27,000 to work on Pentagon’s image
The Pentagon will spend $US 4.7 billion and employ 27,000 staff for recruitment, advertising and public relations this year, an Associated Press investigation has revealed.
The new Obama Administration is keen to tackle the problem of America's poor international image.
On Tuesday U.S. Defense Secretary Robert Gates ordered the Pentagon to review its ban on filming the coffins of U.S. soldiers returning from combat zones overseas, which had been imposed since the 1990s.
During the Bush Administration, the support for the wars in Iraq and Afghanistan dropped considerably both at home and abroad. And, apparently, one of the solutions is now to throw money into public relations campaigns.
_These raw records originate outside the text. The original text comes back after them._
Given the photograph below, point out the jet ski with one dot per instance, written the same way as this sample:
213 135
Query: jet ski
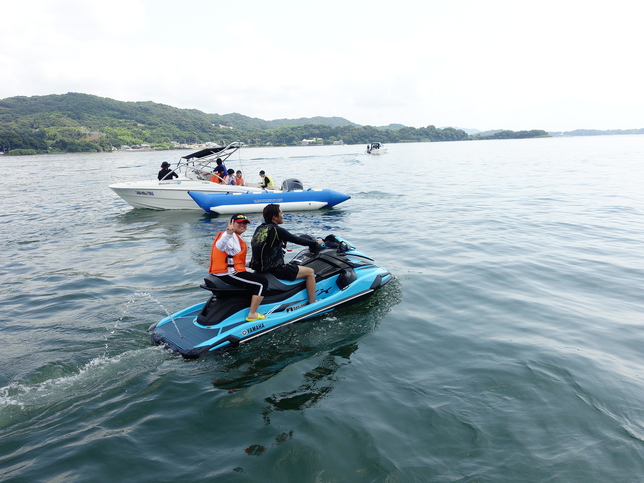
344 277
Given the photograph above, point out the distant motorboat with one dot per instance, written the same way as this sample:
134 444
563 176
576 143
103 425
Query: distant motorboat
376 148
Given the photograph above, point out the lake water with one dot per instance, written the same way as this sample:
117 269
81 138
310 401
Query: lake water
509 346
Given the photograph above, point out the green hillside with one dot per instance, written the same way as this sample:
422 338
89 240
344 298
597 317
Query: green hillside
77 122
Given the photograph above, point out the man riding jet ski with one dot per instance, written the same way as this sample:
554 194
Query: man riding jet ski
343 276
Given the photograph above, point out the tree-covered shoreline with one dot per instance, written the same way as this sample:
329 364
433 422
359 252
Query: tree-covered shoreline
77 122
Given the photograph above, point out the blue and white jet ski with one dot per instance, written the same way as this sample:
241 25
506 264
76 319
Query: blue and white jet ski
344 277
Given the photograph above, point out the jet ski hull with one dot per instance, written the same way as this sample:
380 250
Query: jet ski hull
344 277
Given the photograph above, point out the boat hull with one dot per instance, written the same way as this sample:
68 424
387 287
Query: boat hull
253 202
169 195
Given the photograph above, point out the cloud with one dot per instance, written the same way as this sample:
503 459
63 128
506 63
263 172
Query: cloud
495 64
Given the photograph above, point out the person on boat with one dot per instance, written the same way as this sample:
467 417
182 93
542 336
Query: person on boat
239 178
268 244
230 179
228 261
166 172
218 175
267 181
221 163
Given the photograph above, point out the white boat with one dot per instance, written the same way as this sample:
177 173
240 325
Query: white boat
376 148
194 172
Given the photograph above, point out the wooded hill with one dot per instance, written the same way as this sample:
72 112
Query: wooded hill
77 122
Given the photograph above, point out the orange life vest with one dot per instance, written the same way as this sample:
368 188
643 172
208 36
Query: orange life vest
220 261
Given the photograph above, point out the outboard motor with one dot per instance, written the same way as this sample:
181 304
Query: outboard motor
292 184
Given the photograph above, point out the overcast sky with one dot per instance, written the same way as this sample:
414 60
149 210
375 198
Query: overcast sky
556 65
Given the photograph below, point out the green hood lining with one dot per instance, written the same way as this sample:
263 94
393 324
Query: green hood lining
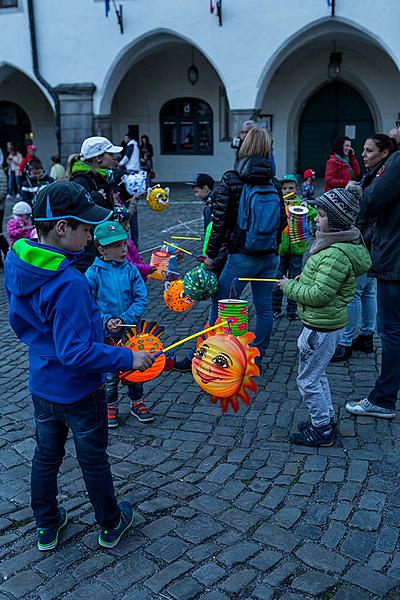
42 258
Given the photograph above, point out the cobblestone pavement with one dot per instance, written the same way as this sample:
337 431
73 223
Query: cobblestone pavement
225 506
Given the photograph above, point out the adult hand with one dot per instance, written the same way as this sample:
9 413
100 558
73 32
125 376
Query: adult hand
282 282
113 325
141 361
208 263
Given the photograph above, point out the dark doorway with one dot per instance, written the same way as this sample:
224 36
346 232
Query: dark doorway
335 109
15 126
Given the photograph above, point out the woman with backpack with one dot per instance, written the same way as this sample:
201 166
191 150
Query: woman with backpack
249 216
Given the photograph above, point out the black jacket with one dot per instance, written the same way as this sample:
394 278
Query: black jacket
382 202
253 170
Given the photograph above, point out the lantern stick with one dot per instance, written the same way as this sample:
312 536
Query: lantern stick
177 247
183 237
191 337
256 279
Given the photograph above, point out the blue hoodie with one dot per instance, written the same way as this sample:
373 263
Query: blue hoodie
118 290
52 311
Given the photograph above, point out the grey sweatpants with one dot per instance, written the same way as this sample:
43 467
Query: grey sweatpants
316 349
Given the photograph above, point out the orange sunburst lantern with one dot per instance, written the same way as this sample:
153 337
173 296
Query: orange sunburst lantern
146 338
224 367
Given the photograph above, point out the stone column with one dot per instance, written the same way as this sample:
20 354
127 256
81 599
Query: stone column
102 126
76 115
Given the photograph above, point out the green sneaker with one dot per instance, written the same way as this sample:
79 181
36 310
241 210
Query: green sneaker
365 408
108 538
48 538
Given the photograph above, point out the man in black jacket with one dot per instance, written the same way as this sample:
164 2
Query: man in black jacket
382 201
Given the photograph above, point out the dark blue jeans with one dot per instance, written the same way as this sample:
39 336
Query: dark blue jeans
387 385
289 266
87 419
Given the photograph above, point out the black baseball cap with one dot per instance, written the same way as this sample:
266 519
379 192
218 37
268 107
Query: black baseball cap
68 200
201 180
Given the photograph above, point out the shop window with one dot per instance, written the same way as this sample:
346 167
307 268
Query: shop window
186 126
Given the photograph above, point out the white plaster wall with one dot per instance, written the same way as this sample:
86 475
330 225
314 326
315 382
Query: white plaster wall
142 93
19 89
367 69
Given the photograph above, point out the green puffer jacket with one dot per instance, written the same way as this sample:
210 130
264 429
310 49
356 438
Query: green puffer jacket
327 284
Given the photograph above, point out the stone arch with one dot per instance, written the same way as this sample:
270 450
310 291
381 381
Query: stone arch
134 52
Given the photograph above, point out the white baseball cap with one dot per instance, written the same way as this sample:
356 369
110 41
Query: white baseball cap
22 208
97 145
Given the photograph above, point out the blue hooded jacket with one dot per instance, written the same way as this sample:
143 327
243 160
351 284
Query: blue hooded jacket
118 290
52 311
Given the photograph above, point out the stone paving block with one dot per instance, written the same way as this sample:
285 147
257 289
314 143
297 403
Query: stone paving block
313 582
365 519
125 573
333 535
209 504
22 584
239 553
208 574
358 545
159 527
203 552
186 589
266 559
287 517
222 473
284 570
369 580
199 529
387 539
168 548
235 583
318 557
239 519
56 586
277 537
162 578
91 590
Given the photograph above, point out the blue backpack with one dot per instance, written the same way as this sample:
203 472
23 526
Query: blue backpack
259 218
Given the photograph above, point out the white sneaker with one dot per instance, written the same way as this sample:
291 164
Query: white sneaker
365 408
In its year-long investigation, the AP discovered that over the past five years the money the Pentagon spends on propaganda at home and abroad has grown by 63 %, to at least $4.7 billion in 2009.
That's almost as much as it spent on body armor for troops in Iraq and Afghanistan between 2004 and 2006. And, according to the same report, that’s only 1 % of the Department of Defense budget.
This year, the Pentagon will employ 27,000 people just for recruitment, advertising and PR – almost as many as the total 30,000-person work force in the State Department.
Indeed, 27,000 more jobs is not bad news. But the question is whether it is a sector where jobs need to be created and whether this news will be welcomed by American taxpayers.